Homeward bound we skirted an iceberg and got close enough to touch. On this excursion, two groups lifted bergy bits found later in Hudson Hurricanes, the cocktail of the day, concocted by bar manager Canina Clifford (BA Hons. '07, MA '08).

Day 6 – Task forces and titans
Monday, Aug. 17

We’re in luck. A calm sea and sunny weather make a trip possible to Akpatok Island in Ungava Bay. Akpa is Inuktitut for murre and there are millions nesting on the narrow ledges of the chiselled cliffs.

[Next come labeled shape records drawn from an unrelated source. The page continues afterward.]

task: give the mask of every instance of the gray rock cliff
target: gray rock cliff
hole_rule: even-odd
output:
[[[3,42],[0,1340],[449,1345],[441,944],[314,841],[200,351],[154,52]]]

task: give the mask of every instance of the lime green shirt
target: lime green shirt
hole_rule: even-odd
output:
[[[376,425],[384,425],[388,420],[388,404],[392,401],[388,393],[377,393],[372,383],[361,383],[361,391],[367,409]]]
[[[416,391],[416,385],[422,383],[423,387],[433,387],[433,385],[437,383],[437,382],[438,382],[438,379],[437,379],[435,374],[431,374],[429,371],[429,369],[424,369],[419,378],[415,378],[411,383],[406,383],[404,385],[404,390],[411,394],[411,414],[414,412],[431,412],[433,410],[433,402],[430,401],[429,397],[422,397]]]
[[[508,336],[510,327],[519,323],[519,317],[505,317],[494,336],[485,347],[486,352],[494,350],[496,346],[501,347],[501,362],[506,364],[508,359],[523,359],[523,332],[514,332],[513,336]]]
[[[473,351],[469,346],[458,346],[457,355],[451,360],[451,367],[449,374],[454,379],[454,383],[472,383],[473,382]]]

Right: Victor and vanquished on Akpatok Island

After final morning workshops where delegates proposed task forces on snow, precipitation and ungauged basins, conference business ended. By 1:30pm we were zooming toward the tan-coloured cliff walls shrouded in thick layers of white cloud – perfect camouflage, we discovered, for polar bears. But within minutes, we saw a mother and pup napping on the shore, then a male snacking on fallen eggs. As we motored further along the shore, a massive male ambled towards us, its front paws stained with blood. We rounded the point to see a fallen male with a deep gash on its forearm. We had just missed a clash of titans. We pitied the vanquished even more when Gow predicted his certain death. On the way back, we saw the victor cleaning his paws.

That evening, as the Lyubov Orlova chugged towards Kuujjuaq, Nunavik, our final destination, we dressed up for the captain’s dinner and toasted Kathy Young many times over for a job well done.